Gene that reduces fear, increases social interaction ability found
The research published in the journal Neuropharmacology employed gene manipulation technology to remove the ‘P4h-tm’ gene from the mouse genome and found an unexpected change in mouse behaviour.Updated: May 03, 2019, 11:15 IST
Researchers have discovered a new type of gene mutation that reduces fear and anxiety and also adds to social interaction in a development that could possibly help alleviate depression and social anxiety, conditions that affect over 300 million people globally.
The research published in the journal Neuropharmacology employed gene manipulation technology to remove the ‘P4h-tm’ gene from the mouse genome and found an unexpected change in mouse behaviour.
‘P4h-tm’ knockout mice showed striking courage and a lack of learned helplessness compared to congenic wild-type mice with a functional ‘P4h-tm’ gene.
The researchers assessed the mice with a large behavioural test battery that included a novel type of test for the panic reaction. The mice were placed in an air-tight box that was first filled up with regular room air and with 10 per cent carbon dioxide.
An elevated concentration of carbon dioxide induces an innate freezing reaction that is thought to resemble the feeling of suffocation in patients suffering from panic attacks.
‘P4h-tm’ knockout mice displayed substantially less freezing than control mice in response to carbon dioxide exposure. In tests for social interaction, ‘P4h-tm’ knockout mice made clearly more contact with another mouse than the controls.

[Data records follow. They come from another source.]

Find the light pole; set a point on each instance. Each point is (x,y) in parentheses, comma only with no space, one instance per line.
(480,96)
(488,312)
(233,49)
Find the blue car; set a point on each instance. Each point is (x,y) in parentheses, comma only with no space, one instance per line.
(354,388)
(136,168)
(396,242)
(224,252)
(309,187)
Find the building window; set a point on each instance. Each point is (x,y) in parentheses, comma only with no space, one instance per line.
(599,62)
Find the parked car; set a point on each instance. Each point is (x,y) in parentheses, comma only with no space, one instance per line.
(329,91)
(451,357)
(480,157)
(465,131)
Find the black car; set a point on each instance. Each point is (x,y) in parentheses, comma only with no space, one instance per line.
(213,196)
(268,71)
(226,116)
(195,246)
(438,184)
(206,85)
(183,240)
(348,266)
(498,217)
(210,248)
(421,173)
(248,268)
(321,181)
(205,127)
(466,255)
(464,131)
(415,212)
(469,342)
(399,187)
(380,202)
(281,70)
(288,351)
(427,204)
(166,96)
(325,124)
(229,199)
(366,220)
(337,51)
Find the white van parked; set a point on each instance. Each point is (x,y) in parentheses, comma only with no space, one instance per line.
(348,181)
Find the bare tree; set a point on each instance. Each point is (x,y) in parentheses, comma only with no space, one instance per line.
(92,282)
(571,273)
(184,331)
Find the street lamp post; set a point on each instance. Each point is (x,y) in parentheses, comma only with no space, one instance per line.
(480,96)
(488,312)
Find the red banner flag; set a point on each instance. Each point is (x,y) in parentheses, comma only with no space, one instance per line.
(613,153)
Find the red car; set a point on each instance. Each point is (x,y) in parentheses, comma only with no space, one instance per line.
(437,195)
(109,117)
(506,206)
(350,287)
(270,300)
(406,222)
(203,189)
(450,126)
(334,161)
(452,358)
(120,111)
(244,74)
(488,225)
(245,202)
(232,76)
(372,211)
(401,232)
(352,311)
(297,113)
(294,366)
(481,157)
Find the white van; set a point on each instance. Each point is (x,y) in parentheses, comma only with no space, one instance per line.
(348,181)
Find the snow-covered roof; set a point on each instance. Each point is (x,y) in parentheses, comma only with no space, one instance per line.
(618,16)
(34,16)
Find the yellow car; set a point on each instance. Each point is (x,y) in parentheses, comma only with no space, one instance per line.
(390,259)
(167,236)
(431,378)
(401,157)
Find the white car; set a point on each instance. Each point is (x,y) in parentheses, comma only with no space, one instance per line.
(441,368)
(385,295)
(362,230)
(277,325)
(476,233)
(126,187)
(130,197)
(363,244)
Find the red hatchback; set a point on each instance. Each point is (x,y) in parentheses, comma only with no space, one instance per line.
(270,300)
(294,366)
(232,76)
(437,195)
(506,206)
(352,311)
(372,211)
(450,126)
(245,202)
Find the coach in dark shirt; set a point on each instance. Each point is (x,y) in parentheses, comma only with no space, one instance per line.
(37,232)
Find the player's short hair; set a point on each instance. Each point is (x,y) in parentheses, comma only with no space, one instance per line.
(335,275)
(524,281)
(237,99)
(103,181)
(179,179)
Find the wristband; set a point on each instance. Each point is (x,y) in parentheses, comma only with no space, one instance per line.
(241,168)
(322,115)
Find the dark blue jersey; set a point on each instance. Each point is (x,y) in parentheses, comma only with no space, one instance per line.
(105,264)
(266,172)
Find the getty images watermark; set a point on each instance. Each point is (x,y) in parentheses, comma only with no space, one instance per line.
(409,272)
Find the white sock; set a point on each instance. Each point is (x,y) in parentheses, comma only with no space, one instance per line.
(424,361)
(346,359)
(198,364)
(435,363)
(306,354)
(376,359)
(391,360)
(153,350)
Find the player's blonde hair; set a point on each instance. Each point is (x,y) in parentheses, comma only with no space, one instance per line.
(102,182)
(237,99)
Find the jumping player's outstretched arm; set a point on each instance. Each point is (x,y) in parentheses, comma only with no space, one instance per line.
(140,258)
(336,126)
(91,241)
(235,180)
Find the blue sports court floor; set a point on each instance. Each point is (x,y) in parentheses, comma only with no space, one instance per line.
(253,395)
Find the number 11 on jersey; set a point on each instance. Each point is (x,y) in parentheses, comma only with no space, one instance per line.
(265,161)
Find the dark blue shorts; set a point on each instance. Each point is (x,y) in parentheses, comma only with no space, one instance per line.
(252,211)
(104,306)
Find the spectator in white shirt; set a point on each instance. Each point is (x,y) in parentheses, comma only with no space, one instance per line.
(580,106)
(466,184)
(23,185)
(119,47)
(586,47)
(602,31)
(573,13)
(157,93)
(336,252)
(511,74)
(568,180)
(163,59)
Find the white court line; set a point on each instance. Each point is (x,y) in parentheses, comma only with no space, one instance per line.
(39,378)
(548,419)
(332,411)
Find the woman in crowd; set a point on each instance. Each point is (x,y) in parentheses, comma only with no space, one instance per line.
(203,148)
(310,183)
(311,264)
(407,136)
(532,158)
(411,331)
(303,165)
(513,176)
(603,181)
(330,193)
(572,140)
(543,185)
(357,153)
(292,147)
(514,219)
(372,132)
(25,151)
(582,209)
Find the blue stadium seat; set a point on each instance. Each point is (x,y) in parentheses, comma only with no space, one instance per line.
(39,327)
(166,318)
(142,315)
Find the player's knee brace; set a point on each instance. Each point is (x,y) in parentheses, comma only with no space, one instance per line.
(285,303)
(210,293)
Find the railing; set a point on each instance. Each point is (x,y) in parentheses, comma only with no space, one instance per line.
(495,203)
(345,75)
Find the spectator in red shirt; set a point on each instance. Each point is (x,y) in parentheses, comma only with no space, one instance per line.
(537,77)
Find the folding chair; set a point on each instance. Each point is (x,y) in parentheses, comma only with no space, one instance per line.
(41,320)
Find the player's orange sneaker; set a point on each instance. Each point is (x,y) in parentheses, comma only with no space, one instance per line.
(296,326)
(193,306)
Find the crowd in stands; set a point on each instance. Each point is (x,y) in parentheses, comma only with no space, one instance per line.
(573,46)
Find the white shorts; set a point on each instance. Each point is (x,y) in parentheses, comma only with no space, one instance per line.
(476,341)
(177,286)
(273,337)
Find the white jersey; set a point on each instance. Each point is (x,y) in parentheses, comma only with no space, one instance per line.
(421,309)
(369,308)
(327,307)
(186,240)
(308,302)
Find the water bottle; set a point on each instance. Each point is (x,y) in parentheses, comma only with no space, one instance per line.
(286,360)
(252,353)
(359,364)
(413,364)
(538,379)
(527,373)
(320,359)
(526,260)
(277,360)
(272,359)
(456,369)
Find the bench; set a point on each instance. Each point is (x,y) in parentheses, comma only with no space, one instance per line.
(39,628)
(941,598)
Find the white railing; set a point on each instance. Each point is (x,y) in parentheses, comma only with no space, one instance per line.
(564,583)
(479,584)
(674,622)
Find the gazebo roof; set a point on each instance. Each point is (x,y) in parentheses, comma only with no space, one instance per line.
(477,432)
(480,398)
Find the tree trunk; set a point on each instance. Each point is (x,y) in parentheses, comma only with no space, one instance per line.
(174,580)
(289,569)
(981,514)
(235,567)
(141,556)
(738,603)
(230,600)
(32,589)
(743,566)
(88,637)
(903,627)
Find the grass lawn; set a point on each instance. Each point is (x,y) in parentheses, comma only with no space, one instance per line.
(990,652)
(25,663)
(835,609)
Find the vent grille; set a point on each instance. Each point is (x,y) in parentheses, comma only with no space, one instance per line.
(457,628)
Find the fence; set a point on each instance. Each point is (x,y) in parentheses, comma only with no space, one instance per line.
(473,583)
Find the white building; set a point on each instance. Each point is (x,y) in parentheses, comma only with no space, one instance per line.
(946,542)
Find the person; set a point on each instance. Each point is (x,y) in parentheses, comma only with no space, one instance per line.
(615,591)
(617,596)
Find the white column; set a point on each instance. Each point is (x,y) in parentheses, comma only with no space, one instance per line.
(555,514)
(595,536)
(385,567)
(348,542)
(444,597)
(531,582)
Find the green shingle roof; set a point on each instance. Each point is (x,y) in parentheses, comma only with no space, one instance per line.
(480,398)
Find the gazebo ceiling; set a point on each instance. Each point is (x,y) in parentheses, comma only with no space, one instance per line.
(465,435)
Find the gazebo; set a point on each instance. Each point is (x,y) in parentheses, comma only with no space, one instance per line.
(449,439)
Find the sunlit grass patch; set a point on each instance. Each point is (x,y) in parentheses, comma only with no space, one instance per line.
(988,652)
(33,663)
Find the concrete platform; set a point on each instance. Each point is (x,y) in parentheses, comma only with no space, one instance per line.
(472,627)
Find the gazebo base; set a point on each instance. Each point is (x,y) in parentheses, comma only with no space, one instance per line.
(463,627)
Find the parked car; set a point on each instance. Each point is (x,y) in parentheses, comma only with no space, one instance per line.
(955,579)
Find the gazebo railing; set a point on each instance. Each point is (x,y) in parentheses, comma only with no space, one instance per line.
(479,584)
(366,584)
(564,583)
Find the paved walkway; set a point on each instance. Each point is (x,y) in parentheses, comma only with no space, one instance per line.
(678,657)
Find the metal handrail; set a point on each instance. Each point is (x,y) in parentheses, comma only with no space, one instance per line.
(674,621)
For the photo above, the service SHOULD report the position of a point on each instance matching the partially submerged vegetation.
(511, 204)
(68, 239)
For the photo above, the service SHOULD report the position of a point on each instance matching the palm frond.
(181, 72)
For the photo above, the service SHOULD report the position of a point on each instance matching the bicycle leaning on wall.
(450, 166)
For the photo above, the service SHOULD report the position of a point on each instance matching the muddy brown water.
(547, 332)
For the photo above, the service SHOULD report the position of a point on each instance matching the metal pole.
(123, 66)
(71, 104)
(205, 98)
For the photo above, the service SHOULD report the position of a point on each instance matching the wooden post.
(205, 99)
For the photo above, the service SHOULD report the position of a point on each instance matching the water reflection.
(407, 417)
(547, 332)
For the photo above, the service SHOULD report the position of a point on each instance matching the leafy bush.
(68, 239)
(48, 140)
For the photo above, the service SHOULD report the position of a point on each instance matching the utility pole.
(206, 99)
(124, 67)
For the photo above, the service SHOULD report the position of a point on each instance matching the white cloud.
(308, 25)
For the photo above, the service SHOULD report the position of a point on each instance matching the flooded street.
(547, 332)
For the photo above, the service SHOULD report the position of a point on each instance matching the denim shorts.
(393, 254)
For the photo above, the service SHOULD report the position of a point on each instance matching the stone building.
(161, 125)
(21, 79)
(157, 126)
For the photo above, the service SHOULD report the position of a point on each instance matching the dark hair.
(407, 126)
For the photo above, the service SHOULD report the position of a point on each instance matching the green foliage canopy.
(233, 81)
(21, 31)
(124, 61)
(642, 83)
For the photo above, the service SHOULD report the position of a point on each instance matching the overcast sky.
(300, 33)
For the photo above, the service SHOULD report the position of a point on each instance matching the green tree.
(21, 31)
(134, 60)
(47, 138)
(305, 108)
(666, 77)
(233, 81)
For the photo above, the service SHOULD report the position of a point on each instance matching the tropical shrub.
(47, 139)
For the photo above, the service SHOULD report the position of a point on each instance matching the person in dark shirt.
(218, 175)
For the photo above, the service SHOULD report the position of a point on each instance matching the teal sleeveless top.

In addition, behavioural tests routinely used for screening anti-anxiety and anti-depressant drugs revealed reduced fear, anxiety and learned helplessness in ‘P4h-tm’ knockout mice.Further, the study found a connection between brain anatomy and the behavioural phenotype: the expression of the ‘P4h-tm’ gene was especially high in the amygdala that plays a key role in controlling emotional reactions, including fear and anxiety.
The ‘P4h-tm’ gene accounts for the transcription of the ‘P4H-TM’ protein. This protein belongs to the family of prolyl-4-hydroxylases that play a pivotal role in the cellular adaptation to a sudden lack of oxygen.
However, the ‘P4H-TM’ protein differs from other prolyl-4-hydroxylases in both its structure and unusual location (endoplasmic reticulum). The physiological role of the P4H-TM protein remains elusive despite years of intensive research, but it is assumed to have other effects on cellular biology besides adaptation to varying oxygen levels.
The researchers also tested the inactivation of three other known prolyl-4-hydroxylases in separate mouse lines. These mice did not show abnormal behaviour in the above-mentioned tests.
“Our findings are really interesting; we know that the deficiency of the ‘P4H-TM’ gene results in severe developmental defects in humans. However, in light of present knowledge, we cannot tell whether these harmful effects arise from embryonic development or whether they would also appear if the function of the ‘P4H-TM’ protein was inhibited in the adult age,” said Heikki Tanila, one of the researchers.
“We could best find an answer to this question by using conditional gene inactivation in which the gene could be turned off at any desired age,” Dr Henri Leinonen, the first author of the article, concluded.
“In an ideal experiment, ‘P4h-tm’ would be turned off only in the amygdala of an adult mouse,” Dr Leinonen added.
Anxiety disorders and depression are a huge global problem. According to the World Health Organization (WHO), almost 300 million individuals worldwide suffer from anxiety disorders, and over 300 million suffer from depression.